A Francisca*, uma adolescente com ataques de pânico
A Francisca tem 16 anos. Foi, desde o início do seu percurso escolar, uma excelente aluna, aparantemente sem grandes dificuldades e sem muito estudo. Sempre lhe disseram que com os resultados que obtinha, Medicina seria para ela e que conseguiria. Desde pequena que se lembra de dizer que vai ser médica, mas em consulta revela desde início um interesse especial pelas Artes, sejam elas mais gráficas, mas também pela dança.
Dança e desenha nos tempos livres, embora agora "quase nada, porque tenho de me aplicar para manter as médias!"
Chega à consulta acompanhada pelos pais, porque de há 2 meses para cá, sem causa aparente, começou a sentir falta de ar, as mãos e os pés dormentes, palpitações. A primeira vez que aconteceu motivou uma ida ao hospital onde, após vários exames, não foram encontradas causas físicas para os sintomas descritos.
O pai refere que a Francisca sempre foi muito competente e que quer sempre fazer tudo a que se propõe e acha que o que ela está a sentir tem que ver com a pressão que ela põe em si própria. A mãe não concorda. Acha que a Francisca fez sempre tudo sem esforço e que, se quiser, tem tempo para tudo, mas tem de ter prioridades.
Na presença dos pais, a Francisca aparenta estar bem disposta, partilha que ambos os pais também são ansiosos e não percebe porque motivo lhe aconteceu "aquele" ataque e que agora ficou com medo que aconteça novamente e sem estar à espera. Diz que não há motivos para estar nervosa, que é claro que tem de estudar para manter médias e entrar em Medicina e que só está cansada.

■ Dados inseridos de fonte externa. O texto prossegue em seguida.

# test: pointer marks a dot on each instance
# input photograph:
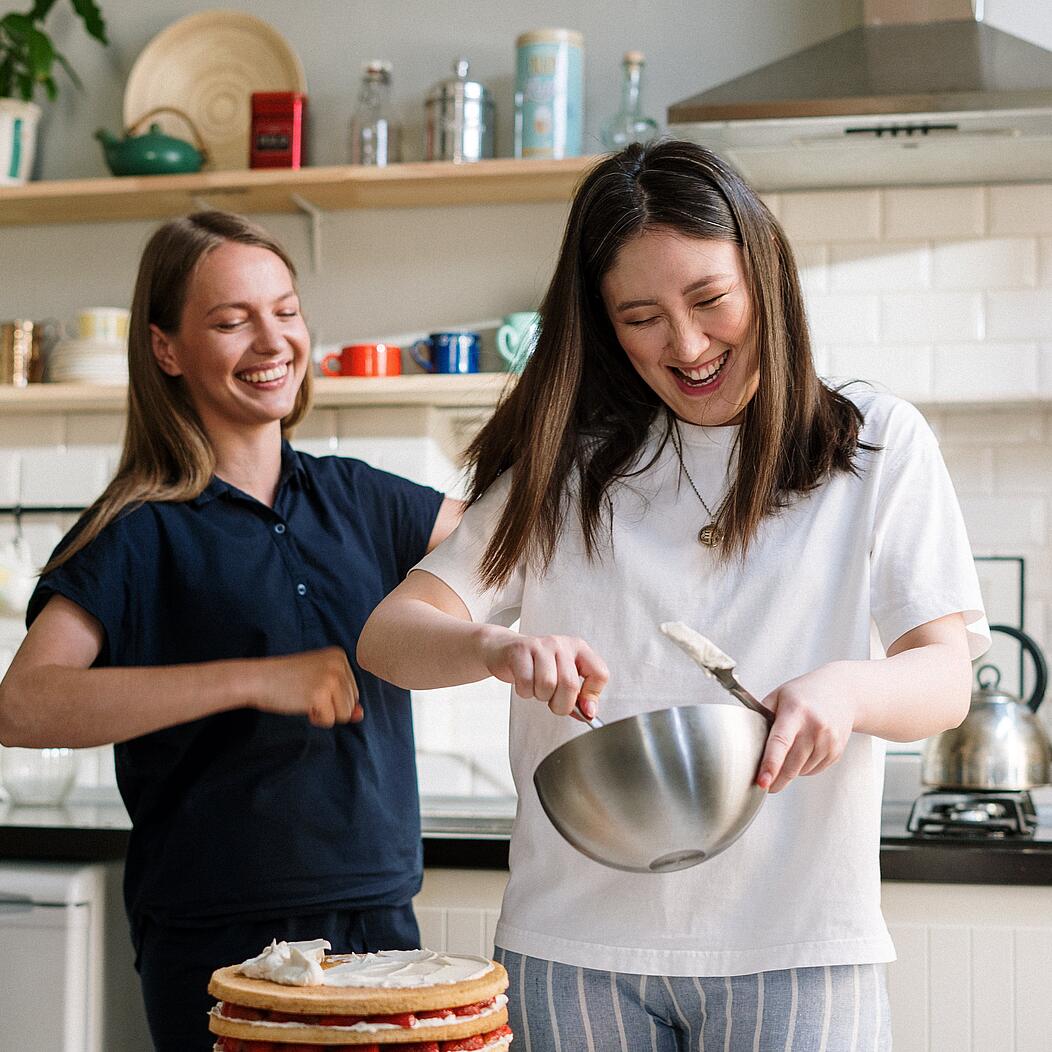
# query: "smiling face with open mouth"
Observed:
(681, 309)
(242, 346)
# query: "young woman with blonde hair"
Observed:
(203, 615)
(669, 453)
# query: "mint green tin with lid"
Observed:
(549, 94)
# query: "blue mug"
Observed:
(447, 352)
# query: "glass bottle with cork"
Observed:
(375, 136)
(629, 124)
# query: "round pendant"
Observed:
(709, 535)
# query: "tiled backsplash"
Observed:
(943, 296)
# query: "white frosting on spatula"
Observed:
(704, 652)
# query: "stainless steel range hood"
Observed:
(924, 92)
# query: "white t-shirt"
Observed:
(884, 547)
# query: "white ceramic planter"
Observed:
(18, 140)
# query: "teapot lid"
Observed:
(988, 678)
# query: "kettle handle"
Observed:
(198, 141)
(1040, 666)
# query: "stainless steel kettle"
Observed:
(1000, 745)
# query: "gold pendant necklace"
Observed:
(710, 534)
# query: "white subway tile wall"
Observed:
(943, 296)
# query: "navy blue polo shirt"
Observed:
(246, 813)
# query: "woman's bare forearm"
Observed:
(912, 694)
(409, 642)
(54, 705)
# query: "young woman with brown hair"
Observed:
(201, 616)
(669, 453)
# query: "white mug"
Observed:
(103, 323)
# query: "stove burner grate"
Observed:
(977, 815)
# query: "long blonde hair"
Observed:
(167, 454)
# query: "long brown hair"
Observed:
(581, 408)
(167, 454)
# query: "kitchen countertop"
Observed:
(473, 833)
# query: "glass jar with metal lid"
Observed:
(460, 119)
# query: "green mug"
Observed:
(517, 338)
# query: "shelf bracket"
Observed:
(315, 215)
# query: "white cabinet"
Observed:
(67, 983)
(974, 968)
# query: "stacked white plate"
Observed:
(94, 361)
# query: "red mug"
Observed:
(363, 360)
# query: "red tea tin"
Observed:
(279, 129)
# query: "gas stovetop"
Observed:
(946, 814)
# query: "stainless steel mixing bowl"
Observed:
(660, 791)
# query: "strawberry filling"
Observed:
(474, 1044)
(230, 1011)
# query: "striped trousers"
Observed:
(560, 1008)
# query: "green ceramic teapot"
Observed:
(154, 153)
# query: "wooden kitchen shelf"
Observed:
(420, 184)
(481, 389)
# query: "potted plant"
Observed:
(27, 59)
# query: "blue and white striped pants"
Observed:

Sozinha comigo, chora de imediato. Diz que não sabe porque está a chorar e que não gosta nada. Com o tempo, espontaneamente e a chorar partilha a paixão pela dança, mas de imediato, limpa as lágrimas e diz que é mesmo só uma coisa de tempos livres, que ninguém tem futuro e que os pais têm razão nisso. Conseguimos perceber juntas que a expectativa criada por si e pelo contexto de um caminho definido e valorizado, está a criar um conflito para a Francisca, nos seus 16 anos, num momento em que a construção da(s) sua(s) identidade(s) está no auge dos temas do seu cérebro. Há um conflito interno entre o que se espera, o que interiorizou que deve e o que quer, um receio enorme de desiludir, de errar. E há também uma Francisca que raramente desabafa, que é vista como a bem-disposta, prática, sem stress e sempre bem sucedida. Mas há emoções que estão presas e quer a Francisca queira, quer não, o corpo gritou, disse-lhe que há algo que não está bem. É como uma "febre emocional", diz-nos que algo está "inflamado".
É preciso ajudá-la e à família a dar voz ao que está atrás da febre, perceber a função do sintoma e o que ele está a dizer.
Há um caminho a fazer, na intervenção, fundamental para que os sintomas não evoluam e não se tornem mais graves, mas muito a tempo porque há um cérebro com uma grande plasticidade neuronal e um conjunto de caminhos que poderão ser explorados, descobertos e quem sabe, a vida não toma outro rumo que não aquele que se pensaria ser o melhor.
Afinal, reinventar, mudar os planos, crescer é parte da vida.